L’avocat démonte une à une les étapes de la journée du 31 octobre en remet en doute la chronologie, les bruits entendus par les voisins, les lésions (uniquement dues aux manoeuvres de réanimation), l’interaction entre l’alcool et les médicaments… « La cause de la mort de Véronique Pirotton ? Selon la plus grande probabilité, c’est une mort naturelle. Si une petite possibilité existe, si petite soit-elle, que l’intoxication soit plausible, votre réflexion s’arrête ici », jette-t-il de toutes ses forces. Aucune relation causale ne s’impose dans la genèse de la mort. Les 35 lésions constatées n’étaient pas létales. L’hypothétique coussin ? Il n’est pas prouvé qu’il ait servi à l’étouffement, car des fibres n’ont pas été retrouvées dans la gorge. « Réfléchissez bien à la cause de la mort. Si elle est naturelle ou accidentelle, vous devez répondre par non à la question sur la culpabilité. C’est notre thèse depuis trois ans. Certains auraient bien voulu nous pousser à oser des questions subsidiaires (NDLR : poser au jury la question des coups et blessures volontaires ayant entraîné la mort sans intention de la donner). Je n’ai pas de porte de derrière. Il n’y a pas eu de coups portés par Bernard Wesphael. Les expertises médico-légales et toxicologiques ne proposent que des hypothèses. »

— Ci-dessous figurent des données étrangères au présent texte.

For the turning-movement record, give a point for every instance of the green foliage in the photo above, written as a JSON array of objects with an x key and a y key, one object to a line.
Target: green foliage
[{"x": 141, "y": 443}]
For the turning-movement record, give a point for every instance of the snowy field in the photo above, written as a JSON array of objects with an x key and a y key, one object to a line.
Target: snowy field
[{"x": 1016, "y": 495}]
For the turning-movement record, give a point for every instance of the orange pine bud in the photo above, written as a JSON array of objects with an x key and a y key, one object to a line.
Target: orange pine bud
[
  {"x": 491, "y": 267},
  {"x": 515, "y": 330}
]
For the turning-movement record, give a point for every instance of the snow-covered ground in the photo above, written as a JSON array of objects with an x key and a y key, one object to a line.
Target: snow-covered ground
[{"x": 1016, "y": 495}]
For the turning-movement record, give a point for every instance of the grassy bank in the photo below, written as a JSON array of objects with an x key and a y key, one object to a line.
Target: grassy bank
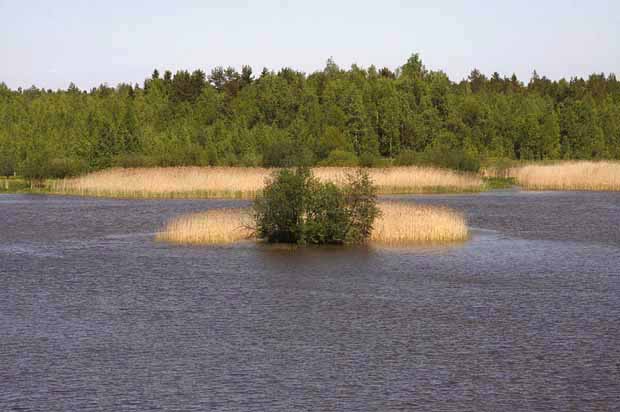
[
  {"x": 238, "y": 182},
  {"x": 399, "y": 223},
  {"x": 584, "y": 175}
]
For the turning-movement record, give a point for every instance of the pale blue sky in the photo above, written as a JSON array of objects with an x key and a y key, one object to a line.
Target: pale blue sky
[{"x": 50, "y": 43}]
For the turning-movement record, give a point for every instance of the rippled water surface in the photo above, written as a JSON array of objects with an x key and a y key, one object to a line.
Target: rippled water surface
[{"x": 97, "y": 316}]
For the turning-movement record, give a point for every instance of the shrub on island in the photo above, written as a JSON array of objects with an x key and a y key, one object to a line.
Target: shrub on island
[{"x": 296, "y": 207}]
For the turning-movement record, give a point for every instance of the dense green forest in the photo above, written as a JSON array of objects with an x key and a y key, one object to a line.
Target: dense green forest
[{"x": 371, "y": 117}]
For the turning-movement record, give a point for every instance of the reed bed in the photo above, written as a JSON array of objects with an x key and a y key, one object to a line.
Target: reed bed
[
  {"x": 217, "y": 226},
  {"x": 399, "y": 223},
  {"x": 402, "y": 223},
  {"x": 584, "y": 175},
  {"x": 238, "y": 182}
]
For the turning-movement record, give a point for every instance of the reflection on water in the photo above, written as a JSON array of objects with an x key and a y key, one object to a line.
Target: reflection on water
[{"x": 96, "y": 315}]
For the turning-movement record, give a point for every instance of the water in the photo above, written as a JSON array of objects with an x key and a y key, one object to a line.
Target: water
[{"x": 97, "y": 316}]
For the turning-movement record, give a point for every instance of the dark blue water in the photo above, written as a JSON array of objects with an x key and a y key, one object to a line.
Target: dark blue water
[{"x": 97, "y": 316}]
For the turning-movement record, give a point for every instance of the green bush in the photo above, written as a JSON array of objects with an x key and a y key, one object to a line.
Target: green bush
[
  {"x": 407, "y": 158},
  {"x": 295, "y": 207},
  {"x": 439, "y": 156},
  {"x": 286, "y": 154},
  {"x": 64, "y": 167},
  {"x": 37, "y": 167},
  {"x": 133, "y": 160},
  {"x": 340, "y": 158},
  {"x": 371, "y": 160}
]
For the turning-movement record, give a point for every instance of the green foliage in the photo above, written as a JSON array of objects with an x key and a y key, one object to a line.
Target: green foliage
[
  {"x": 295, "y": 207},
  {"x": 340, "y": 158},
  {"x": 330, "y": 117}
]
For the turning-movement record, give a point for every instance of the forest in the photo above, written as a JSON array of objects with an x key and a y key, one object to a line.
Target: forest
[{"x": 332, "y": 117}]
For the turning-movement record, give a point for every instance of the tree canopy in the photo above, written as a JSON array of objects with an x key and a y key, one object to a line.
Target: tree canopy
[{"x": 333, "y": 116}]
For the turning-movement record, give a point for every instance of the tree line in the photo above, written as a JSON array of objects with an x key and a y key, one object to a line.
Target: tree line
[{"x": 368, "y": 117}]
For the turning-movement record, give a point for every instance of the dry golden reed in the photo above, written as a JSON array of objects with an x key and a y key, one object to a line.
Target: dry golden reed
[
  {"x": 584, "y": 175},
  {"x": 217, "y": 226},
  {"x": 399, "y": 223},
  {"x": 412, "y": 223},
  {"x": 239, "y": 182}
]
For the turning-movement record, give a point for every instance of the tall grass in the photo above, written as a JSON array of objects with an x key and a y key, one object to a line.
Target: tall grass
[
  {"x": 238, "y": 182},
  {"x": 412, "y": 223},
  {"x": 583, "y": 175},
  {"x": 218, "y": 226},
  {"x": 399, "y": 223}
]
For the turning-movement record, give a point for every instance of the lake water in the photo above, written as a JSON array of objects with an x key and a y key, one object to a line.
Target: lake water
[{"x": 97, "y": 316}]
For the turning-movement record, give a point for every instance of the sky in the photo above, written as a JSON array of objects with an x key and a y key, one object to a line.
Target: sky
[{"x": 52, "y": 43}]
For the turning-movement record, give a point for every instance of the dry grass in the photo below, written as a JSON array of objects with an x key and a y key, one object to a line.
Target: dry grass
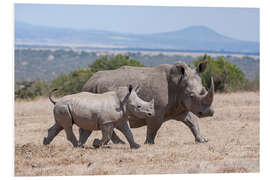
[{"x": 233, "y": 145}]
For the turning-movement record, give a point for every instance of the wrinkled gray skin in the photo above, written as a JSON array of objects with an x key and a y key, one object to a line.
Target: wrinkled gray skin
[
  {"x": 177, "y": 90},
  {"x": 97, "y": 112}
]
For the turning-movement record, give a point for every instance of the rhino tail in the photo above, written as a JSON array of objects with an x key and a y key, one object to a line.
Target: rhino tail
[{"x": 50, "y": 94}]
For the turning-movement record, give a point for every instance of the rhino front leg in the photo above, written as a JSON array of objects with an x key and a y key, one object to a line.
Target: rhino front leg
[
  {"x": 192, "y": 122},
  {"x": 152, "y": 132},
  {"x": 52, "y": 132},
  {"x": 116, "y": 140},
  {"x": 128, "y": 134},
  {"x": 106, "y": 130},
  {"x": 84, "y": 134}
]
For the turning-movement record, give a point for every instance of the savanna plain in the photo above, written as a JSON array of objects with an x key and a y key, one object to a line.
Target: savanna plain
[{"x": 233, "y": 147}]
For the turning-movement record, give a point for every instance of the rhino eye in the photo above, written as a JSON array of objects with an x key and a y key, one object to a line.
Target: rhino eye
[{"x": 203, "y": 91}]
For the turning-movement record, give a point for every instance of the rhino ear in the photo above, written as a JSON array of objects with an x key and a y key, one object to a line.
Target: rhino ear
[
  {"x": 177, "y": 72},
  {"x": 202, "y": 66},
  {"x": 130, "y": 87},
  {"x": 181, "y": 70}
]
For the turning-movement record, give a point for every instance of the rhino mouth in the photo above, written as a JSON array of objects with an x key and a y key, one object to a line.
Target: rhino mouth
[{"x": 207, "y": 114}]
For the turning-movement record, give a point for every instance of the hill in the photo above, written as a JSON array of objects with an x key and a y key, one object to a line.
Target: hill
[
  {"x": 33, "y": 64},
  {"x": 194, "y": 38}
]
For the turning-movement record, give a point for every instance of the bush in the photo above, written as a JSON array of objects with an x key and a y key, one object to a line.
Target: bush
[
  {"x": 72, "y": 82},
  {"x": 227, "y": 77},
  {"x": 31, "y": 89}
]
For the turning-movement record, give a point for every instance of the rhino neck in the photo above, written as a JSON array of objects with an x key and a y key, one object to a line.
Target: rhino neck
[{"x": 175, "y": 104}]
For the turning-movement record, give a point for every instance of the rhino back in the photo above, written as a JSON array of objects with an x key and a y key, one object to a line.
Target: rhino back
[{"x": 152, "y": 80}]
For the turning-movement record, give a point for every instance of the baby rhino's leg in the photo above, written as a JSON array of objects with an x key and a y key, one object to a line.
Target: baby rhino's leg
[
  {"x": 106, "y": 130},
  {"x": 64, "y": 117},
  {"x": 52, "y": 132},
  {"x": 84, "y": 134}
]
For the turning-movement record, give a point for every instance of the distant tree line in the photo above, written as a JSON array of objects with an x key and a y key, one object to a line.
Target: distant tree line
[{"x": 227, "y": 77}]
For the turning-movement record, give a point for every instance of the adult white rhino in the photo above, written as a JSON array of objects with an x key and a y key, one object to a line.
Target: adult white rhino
[{"x": 177, "y": 90}]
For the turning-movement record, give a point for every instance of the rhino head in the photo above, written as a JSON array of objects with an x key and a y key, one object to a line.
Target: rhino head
[
  {"x": 189, "y": 91},
  {"x": 135, "y": 106}
]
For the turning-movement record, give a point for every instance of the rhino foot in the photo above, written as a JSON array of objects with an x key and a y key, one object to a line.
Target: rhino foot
[
  {"x": 149, "y": 141},
  {"x": 45, "y": 141},
  {"x": 135, "y": 146},
  {"x": 201, "y": 140},
  {"x": 96, "y": 143},
  {"x": 118, "y": 141}
]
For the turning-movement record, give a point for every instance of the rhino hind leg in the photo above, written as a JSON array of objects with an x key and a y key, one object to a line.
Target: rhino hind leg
[
  {"x": 84, "y": 134},
  {"x": 116, "y": 140},
  {"x": 128, "y": 134},
  {"x": 107, "y": 130},
  {"x": 151, "y": 132},
  {"x": 71, "y": 137},
  {"x": 52, "y": 132},
  {"x": 192, "y": 122}
]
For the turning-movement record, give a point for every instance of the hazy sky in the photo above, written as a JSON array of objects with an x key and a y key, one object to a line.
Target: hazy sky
[{"x": 240, "y": 23}]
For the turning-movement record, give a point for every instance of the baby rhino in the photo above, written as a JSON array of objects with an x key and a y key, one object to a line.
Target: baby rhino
[{"x": 98, "y": 112}]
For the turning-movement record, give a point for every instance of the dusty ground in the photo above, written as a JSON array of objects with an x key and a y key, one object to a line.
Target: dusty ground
[{"x": 233, "y": 145}]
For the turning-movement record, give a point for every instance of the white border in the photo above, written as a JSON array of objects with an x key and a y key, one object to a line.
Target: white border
[{"x": 7, "y": 76}]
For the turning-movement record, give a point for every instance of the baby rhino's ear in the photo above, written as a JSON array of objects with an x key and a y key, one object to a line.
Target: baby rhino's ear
[{"x": 130, "y": 88}]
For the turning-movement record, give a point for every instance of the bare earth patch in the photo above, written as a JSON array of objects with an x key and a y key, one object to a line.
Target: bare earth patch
[{"x": 233, "y": 145}]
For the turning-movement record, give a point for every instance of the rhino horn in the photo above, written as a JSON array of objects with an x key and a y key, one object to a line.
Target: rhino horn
[{"x": 208, "y": 99}]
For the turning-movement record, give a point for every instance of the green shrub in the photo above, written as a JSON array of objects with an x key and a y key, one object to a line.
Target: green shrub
[
  {"x": 227, "y": 77},
  {"x": 31, "y": 89},
  {"x": 72, "y": 82}
]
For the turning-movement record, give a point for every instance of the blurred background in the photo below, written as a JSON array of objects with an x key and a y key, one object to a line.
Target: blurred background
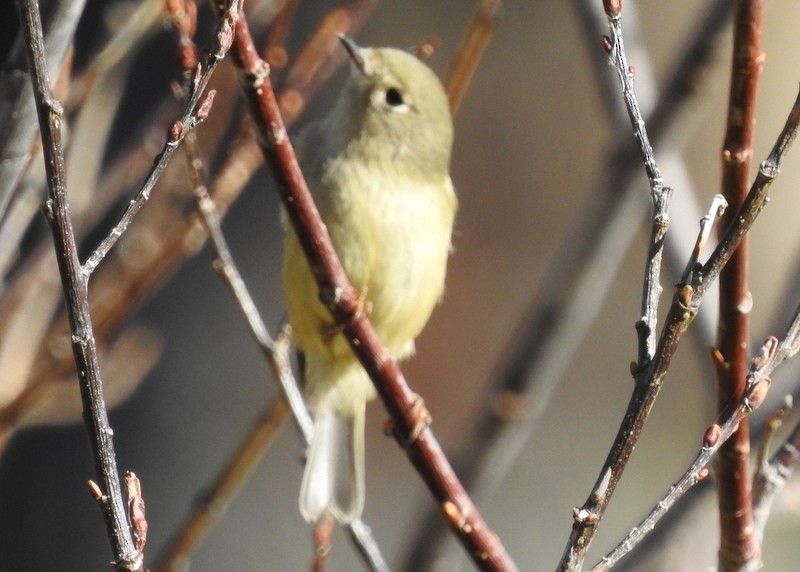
[{"x": 533, "y": 139}]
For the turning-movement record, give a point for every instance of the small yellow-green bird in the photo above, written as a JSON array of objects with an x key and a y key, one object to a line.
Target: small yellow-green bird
[{"x": 378, "y": 167}]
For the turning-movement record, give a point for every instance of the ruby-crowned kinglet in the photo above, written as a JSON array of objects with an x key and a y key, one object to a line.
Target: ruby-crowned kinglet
[{"x": 378, "y": 168}]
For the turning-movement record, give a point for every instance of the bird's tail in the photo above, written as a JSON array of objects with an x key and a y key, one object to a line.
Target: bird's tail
[{"x": 333, "y": 481}]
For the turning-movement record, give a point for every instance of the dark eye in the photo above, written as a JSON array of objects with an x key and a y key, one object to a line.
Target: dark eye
[{"x": 393, "y": 97}]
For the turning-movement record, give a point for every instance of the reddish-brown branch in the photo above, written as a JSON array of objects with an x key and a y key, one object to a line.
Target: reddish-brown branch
[
  {"x": 739, "y": 549},
  {"x": 469, "y": 56},
  {"x": 409, "y": 415}
]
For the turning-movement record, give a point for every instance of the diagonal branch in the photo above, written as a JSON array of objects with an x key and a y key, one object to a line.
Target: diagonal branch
[
  {"x": 772, "y": 354},
  {"x": 411, "y": 420},
  {"x": 684, "y": 308},
  {"x": 739, "y": 548},
  {"x": 75, "y": 285}
]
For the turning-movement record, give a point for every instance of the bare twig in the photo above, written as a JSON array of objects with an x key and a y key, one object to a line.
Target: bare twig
[
  {"x": 739, "y": 549},
  {"x": 197, "y": 107},
  {"x": 469, "y": 56},
  {"x": 684, "y": 308},
  {"x": 75, "y": 284},
  {"x": 773, "y": 474},
  {"x": 17, "y": 117},
  {"x": 211, "y": 506},
  {"x": 406, "y": 409},
  {"x": 646, "y": 326},
  {"x": 199, "y": 525},
  {"x": 758, "y": 382},
  {"x": 540, "y": 347}
]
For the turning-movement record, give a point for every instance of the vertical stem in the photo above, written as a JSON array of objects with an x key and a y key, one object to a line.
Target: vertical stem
[
  {"x": 75, "y": 284},
  {"x": 739, "y": 549}
]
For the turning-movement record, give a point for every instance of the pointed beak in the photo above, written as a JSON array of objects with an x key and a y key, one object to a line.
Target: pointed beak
[{"x": 355, "y": 52}]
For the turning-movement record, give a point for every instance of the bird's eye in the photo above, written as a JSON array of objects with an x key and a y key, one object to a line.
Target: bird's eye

Me Mayence s’en prend ensuite à son adversaire, paré de sa toge rouge, légèrement surélevé. Alain Lescrenier n’a pas été très élégant en évoquant l’âge d’un des experts de la défense. « Comment ne pas être vert de rage, fou furieux quand l’avocat général met en doute l’honnêteté intellectuelle, le serment ou l’âge de ses conseillers techniques, des sommités nationales auxquelles lui-même fait parfois appel ! C’est honteux ! ». Selon lui, les experts ont trouvé une explication à « toutes » les zones hématiques constatées sur le corps de Véronique Pirotton (les manoeuvres de réanimation). La chronologie des faits présentée par l’accusation ne tient pas debout et les témoins ne sont pas fiables. « On ne connaît pas la cause de sa mort. L’intoxication n’a été exclue par personne. C’est l’hypothèse la plus soutenue sur le plan scientifique. » Une intoxication accidentelle, qui permettrait de dire à Victor que sa mère n’a pas voulu partir. Dans ce cas-là, il n’y a qu’une issue : l’acquittement.